Ce petit détour me sauva d'entendre mes louanges et nous tira tous d'un embarras qui naissait, malgré tout, de la conversation. Elle se prolongea sur un ton badin, et, dans le brouhaha de l'entrée de plusieurs personnes, la jeune fille m'avisa avec une mine grave et fâchée:

—J'ai peur, dit-elle, que vous ne me croyiez pas sérieuse.

—Je vous prends tout à fait au sérieux!

—Vous qui raillez sans en avoir l'air, vous devriez pourtant comprendre que l'on puisse ne pas railler quand on en a les apparences...

Il n'y avait plus de refuge, plus de repos pour moi, nulle part; car je sentais que sans elle, il n'existait pas un endroit où je pusse m'asseoir en me disant: je suis bien là.

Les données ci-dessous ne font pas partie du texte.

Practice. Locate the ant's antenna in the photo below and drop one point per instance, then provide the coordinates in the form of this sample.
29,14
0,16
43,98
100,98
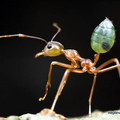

Tout ce que je pouvais voir était vide et sans attrait. Paris était transformé en un désert, et la vue de tout ce néant me donnait le vertige.

Cependant je m'efforçais à espacer mes visites.

Comme toutes les fois que j'ai senti l'amour, un instinct de ruse se réveillait en moi. J'abhorre, à l'ordinaire, tout ce qui est de biais, tout ce qui est louvoiement, dissimulation ou mensonge. Dès que j'aime, je me sens prêt à toutes les canailleries. C'est ainsi que je fis naître adroitement lors d'une de nos entrevues dans le salon de l'avenue Henri-Martin, l'idée qu'il y aurait beaucoup d'agrément à retrouver dans différents livres certaines des impressions que nous avions eues dans notre voyage d'Italie. Ces livres évidemment faisaient partie de ma bibliothèque, et je devais les prêter. C'était un commerce plein de promesses, sous les couleurs les plus candides; et j'y goûtais déjà le plaisir de savoir que quelque chose de moi ou de chez moi serait entre ses mains; qu'elle respirerait en feuilletant ces pages et ces images, un peu de l'atmosphère dont j'étais nourri moi-même. Mais, de plus, je prévoyais que j'allais me mettre l'esprit à la torture pour lui confier de ces livres qui lui devraient raconter mon âme, où elle me verrait, me recevrait, petit à petit et malgré elle. C'était un calcul d'une subtilité puérile, mais je faisais ce calcul. Tout cela n'aurait l'air de rien; mais je voulais ainsi la circonvenir et l'envelopper; je voulais la saturer de ma pensée, de mes caprices et de mes goûts, de telle sorte que, même à distance et si longuement séparée de moi, elle en vînt à ne plus penser que par ma cervelle, à ne plus marcher que dans l'emmêlure des réseaux que je lui tendais par le moyen de mille fantaisies tressées pour elle.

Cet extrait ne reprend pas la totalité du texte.